Prep 5 mins
Cook 20 mins
- canola oil, enough to coat the bottom of the pan
- 1 ripe plantain
- 4 ounces butter
- 1⁄4 cup scallion, finely chopped
- 1⁄4 cup honey
- 1⁄4 cup parsley, finely chopped
- Preheat a medium frying pan and coat with canola oil.
- Slice plantains on the bias, then saute until brown.
- Mix in butter and scallions until butter is melted and scallions are softened.
- Remove from heat, and stir in honey and parsley.
Yum!!! So good!! Made for Saucy Silverados and the ZWT 9 Tour!
Mmmm, so good! I halved the recipe and so enjoyed the flavors! Thanks for a nice taste of the Caribbean! Made for the Epicurean Queens-ZWT 2009!

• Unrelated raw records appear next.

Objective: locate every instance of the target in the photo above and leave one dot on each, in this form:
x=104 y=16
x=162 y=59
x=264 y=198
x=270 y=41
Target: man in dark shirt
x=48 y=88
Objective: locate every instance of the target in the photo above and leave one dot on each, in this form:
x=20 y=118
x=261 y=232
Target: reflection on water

Update: I have now made it for the Africa part of ZWT 2011. It went great with Lentils and Rice With Caramelized Onions(Lentils and Rice with Caramalized Onion) and Sauteed Collard Greens(Sauteed Collard Greens).
Served these by themselves as sort of a snack and they were good. Made as is and they were quick and easy. I think for my personal taste I will leave off the scallions and parsley, I prefer herbs mixed in, not on top. Will change the recipe flavor, but the plantains with the honey were great on their own as well! Made for 1-2-3-Hits March 2010.